Unresolvable CFR identifiers fall back to ecfr.gov URLs.
Unresolvable FR identifiers fall back to federalregister.gov URLs.
Non-USC/CFR/FR references (Statutes at Large, Public Laws) render as plain text.

Frontmatter Generation

generateFrontmatter() produces ordered YAML with --- delimiters. Every file includes a source discriminator ("usc", "ecfr", or "fr") and a legal_status field. Source-specific optional fields (such as authority and cfr_part for eCFR, or document_number and agencies for FR) are included when defined.

Stage 4: File Writing

Source packages handle file writing using core’s resilient writeFile and mkdir wrappers. These retry on ENFILE/EMFILE errors with exponential backoff (initial delay 50ms, max 5s, up to 10 retries). When the pipeline writes 60,000+ files in rapid succession, external processes like Spotlight and editor file watchers can temporarily exhaust the system’s file descriptor table. The retry wrappers handle this transparently.

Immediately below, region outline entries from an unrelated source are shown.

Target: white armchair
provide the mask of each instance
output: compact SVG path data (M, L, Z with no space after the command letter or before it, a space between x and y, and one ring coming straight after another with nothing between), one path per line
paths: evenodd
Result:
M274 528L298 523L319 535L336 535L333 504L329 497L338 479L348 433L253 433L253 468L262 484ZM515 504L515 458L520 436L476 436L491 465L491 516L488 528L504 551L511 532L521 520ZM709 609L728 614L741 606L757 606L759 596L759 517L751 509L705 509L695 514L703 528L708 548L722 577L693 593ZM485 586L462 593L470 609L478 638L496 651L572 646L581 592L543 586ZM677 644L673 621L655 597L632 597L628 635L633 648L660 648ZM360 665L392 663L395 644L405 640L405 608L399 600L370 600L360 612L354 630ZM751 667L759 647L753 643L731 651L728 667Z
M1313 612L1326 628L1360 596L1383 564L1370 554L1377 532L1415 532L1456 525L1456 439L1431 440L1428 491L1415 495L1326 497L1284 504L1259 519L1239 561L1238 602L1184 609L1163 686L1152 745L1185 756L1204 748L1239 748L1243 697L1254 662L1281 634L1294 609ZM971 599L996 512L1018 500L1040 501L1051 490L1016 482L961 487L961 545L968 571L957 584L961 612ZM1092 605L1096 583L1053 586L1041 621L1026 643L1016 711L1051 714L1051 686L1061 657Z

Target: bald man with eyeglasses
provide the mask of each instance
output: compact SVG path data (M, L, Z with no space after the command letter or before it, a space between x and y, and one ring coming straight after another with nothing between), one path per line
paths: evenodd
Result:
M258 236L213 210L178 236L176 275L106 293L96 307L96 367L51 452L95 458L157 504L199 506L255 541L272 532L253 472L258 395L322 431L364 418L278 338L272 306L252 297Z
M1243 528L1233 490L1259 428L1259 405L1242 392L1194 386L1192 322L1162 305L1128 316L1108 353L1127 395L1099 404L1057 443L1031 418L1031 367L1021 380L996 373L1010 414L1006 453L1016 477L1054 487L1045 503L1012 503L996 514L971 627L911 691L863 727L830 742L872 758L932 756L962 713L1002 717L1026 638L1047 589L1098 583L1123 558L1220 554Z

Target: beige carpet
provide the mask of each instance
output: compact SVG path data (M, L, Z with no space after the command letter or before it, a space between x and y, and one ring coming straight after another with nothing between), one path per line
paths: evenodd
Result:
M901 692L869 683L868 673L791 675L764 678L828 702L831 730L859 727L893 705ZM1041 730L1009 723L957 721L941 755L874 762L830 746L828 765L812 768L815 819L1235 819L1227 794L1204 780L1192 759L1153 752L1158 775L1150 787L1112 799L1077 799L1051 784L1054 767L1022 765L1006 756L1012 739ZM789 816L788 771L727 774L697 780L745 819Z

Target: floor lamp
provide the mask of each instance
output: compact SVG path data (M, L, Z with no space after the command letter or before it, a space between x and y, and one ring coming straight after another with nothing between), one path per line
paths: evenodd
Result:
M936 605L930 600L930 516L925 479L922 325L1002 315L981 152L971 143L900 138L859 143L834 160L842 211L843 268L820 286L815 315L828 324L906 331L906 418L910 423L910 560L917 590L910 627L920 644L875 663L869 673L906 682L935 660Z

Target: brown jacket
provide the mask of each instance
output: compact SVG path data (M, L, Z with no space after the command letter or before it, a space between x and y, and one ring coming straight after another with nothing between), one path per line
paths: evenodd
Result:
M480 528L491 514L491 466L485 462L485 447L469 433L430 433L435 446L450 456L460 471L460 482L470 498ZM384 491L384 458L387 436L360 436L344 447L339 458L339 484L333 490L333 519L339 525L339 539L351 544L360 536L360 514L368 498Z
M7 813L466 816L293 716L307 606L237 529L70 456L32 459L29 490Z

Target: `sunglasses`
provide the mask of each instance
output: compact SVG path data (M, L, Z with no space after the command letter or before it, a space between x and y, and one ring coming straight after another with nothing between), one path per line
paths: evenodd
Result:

After Markdown files are written, sidecar metadata (_meta.json per directory, README.md per title) is generated for section-level granularity.

Granularity Modes

The emitAt parameter controls how much content goes into each output file. Different granularities trade off between file count, file size, and memory usage.

USC Granularity

Mode	Output Pattern	Sidecar Files	Memory
Section (default)	`usc/title-NN/chapter-NN/section-N.md`	`_meta.json` + `README.md`	Bounded (< 10 MB)
Chapter	`usc/title-NN/chapter-NN/chapter-NN.md`	`_meta.json` + `README.md`	Bounded per chapter
Title	`usc/title-NN.md`	Enriched frontmatter only	Unbounded

eCFR Granularity

Mode	Output Pattern	Memory
Section (default)	`ecfr/title-NN/chapter-X/part-N/section-N.N.md`	Bounded (< 10 MB)
Part	`ecfr/title-NN/chapter-X/part-N.md`	Bounded per part
Chapter	`ecfr/title-NN/chapter-X/chapter-X.md`	Bounded per chapter
Title	`ecfr/title-NN.md`	Unbounded

Title granularity holds the entire AST and rendered Markdown in memory simultaneously. Large titles can require 500 MB+ of resident memory. Section and chapter/part granularity release each subtree after it is written, keeping memory bounded.

Memory Profile

At section-level granularity, the components held in memory during conversion of a single title are:

Component	Typical Size
SAX parser buffer	~64 KB
AST builder stack	~5 KB
Current section AST	Up to ~500 KB
Document metadata	~2 KB
Link resolver registry	~100 bytes per section
File write buffer	~64 KB
Worst case total	< 10 MB per title

The collected[] array holds all emitted { node, context } pairs until the write phase completes. For large titles with thousands of sections, this array is the primary memory consumer during the window between parse completion and write completion.